{
Name = "imperva-securesphere-leef-alert-trigger-success-description"
Vendor = "Imperva"
Product = "Imperva SecureSphere"
TimeFormat = "yyyy-MM-dd HH:mm:ss"
Conditions = [
"""|Imperva|SecureSphere|"""
"""AlertNumber="""
"""AlertType="""
"""Description="""
]
Fields = [
"""(\s|\||\\t)CreateTime=({time}\d\d\d\d-\d\d-\d\d \d\d:\d\d:\d\d)"""

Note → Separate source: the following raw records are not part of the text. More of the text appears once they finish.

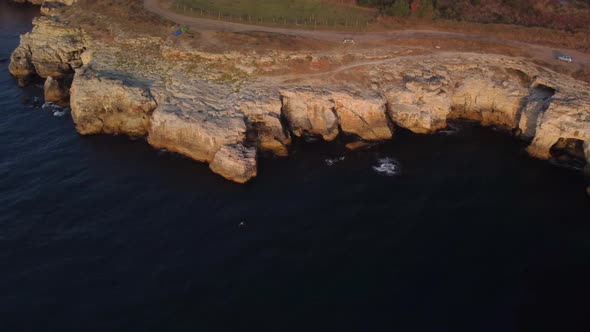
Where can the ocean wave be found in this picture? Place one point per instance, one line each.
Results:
(334, 161)
(388, 166)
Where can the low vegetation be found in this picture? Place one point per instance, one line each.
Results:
(570, 15)
(302, 13)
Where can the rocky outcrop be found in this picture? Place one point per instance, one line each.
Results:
(310, 113)
(363, 116)
(57, 90)
(106, 105)
(262, 108)
(216, 140)
(420, 103)
(210, 111)
(51, 49)
(567, 117)
(235, 162)
(483, 99)
(193, 133)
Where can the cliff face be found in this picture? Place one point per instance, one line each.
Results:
(183, 103)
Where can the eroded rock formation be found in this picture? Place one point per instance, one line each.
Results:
(107, 105)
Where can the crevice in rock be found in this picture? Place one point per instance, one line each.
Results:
(283, 119)
(532, 108)
(390, 122)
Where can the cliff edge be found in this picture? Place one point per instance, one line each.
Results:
(225, 107)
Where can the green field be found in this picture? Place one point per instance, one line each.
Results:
(302, 13)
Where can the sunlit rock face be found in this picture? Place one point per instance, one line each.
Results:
(184, 101)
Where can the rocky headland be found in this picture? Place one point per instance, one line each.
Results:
(224, 107)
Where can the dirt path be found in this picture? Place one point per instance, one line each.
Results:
(536, 52)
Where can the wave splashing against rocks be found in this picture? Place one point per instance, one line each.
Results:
(388, 166)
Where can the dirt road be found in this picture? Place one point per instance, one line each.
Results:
(536, 52)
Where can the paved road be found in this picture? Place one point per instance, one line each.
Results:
(536, 51)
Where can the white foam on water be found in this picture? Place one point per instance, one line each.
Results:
(450, 130)
(334, 161)
(388, 166)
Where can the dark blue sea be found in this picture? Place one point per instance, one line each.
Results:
(104, 233)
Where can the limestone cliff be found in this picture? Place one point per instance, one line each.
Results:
(216, 108)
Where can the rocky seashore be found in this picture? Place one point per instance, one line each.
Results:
(224, 108)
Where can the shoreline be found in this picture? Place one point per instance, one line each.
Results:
(226, 116)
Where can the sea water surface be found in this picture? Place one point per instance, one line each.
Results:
(425, 233)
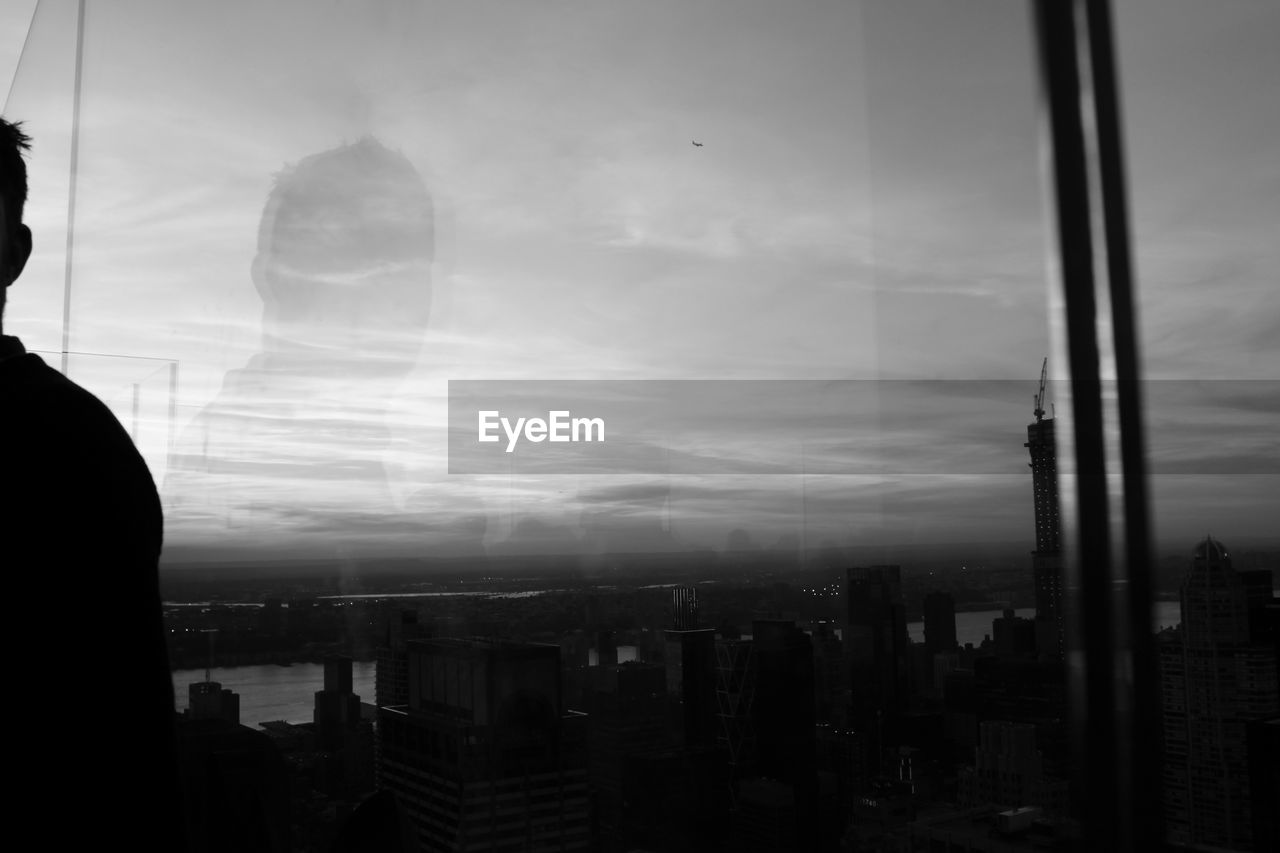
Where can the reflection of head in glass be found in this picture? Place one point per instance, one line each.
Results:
(343, 255)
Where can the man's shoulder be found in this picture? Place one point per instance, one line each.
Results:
(33, 393)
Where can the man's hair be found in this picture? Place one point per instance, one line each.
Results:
(13, 170)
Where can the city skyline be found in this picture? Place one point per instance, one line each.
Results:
(886, 228)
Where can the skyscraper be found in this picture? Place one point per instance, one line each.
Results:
(483, 757)
(1217, 675)
(940, 624)
(1047, 557)
(876, 644)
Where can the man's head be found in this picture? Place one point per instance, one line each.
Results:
(344, 251)
(14, 236)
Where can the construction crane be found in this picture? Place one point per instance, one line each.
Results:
(209, 667)
(1040, 396)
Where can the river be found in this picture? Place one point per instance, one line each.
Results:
(288, 692)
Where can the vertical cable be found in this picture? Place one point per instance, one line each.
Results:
(1143, 726)
(71, 199)
(1091, 657)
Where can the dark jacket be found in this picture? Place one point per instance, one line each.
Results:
(90, 708)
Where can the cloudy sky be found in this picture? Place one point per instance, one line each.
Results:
(867, 204)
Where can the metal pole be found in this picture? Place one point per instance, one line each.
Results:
(1096, 789)
(71, 199)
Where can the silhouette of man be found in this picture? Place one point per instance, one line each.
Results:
(91, 705)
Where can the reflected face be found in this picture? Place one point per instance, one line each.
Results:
(380, 311)
(344, 254)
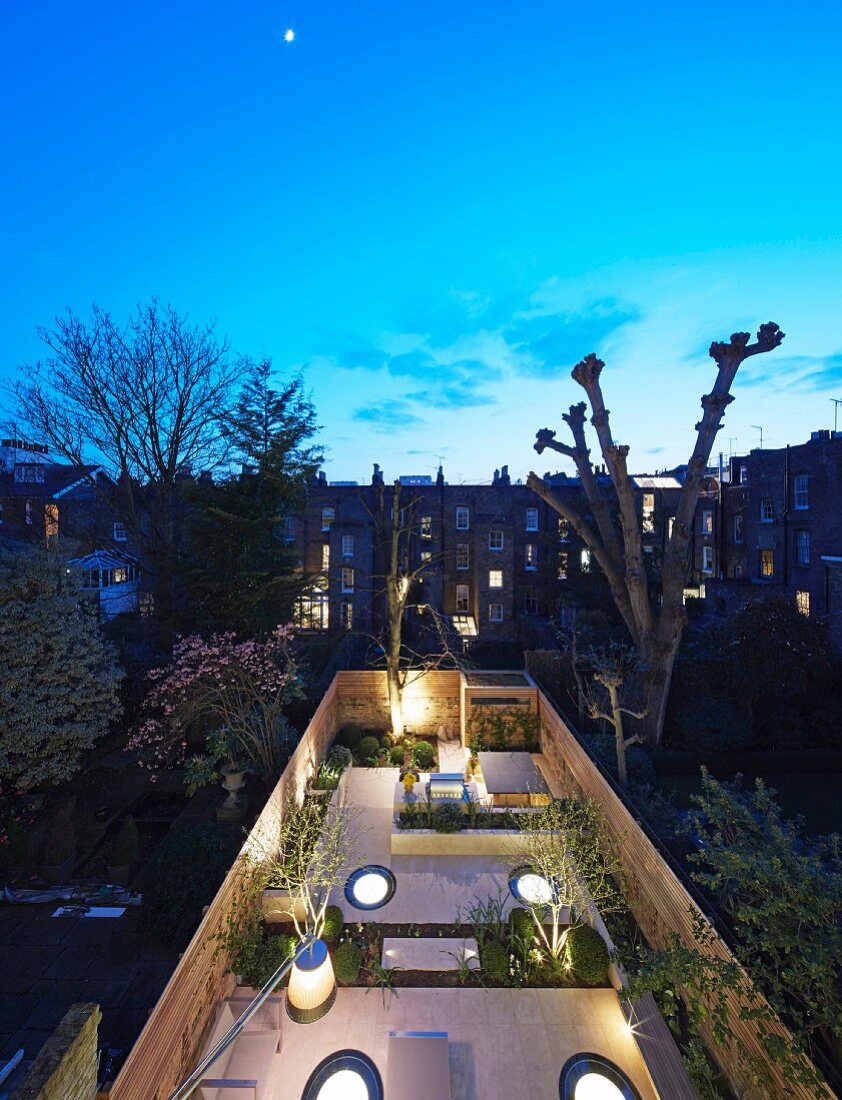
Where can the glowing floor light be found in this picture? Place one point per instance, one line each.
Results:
(312, 989)
(370, 887)
(346, 1075)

"""(\s|\||\\t)SourceIP=({src_ip}((([0-9a-fA-F.]{0,4}):{1,2}){1,7}([0-9a-fA-F]){1,4})|(((25[0-5]|(2[0-4]|1\d|[0-9]|)\d)\.?\b){4}))(:({src_port}\d+))?"""
"""(\s|\||\\t)SourcePort=({src_port}\d+)"""
"""(\s|\||\\t)ServerIP=({dest_ip}((([0-9a-fA-F.]{0,4}):{1,2}){1,7}([0-9a-fA-F]){1,4})|(((25[0-5]|(2[0-4]|1\d|[0-9]|)\d)\.?\b){4}))(:({dest_port}\d+))?"""
"""(\s|\||\\t)ServerPort=({dest_port}\d+)"""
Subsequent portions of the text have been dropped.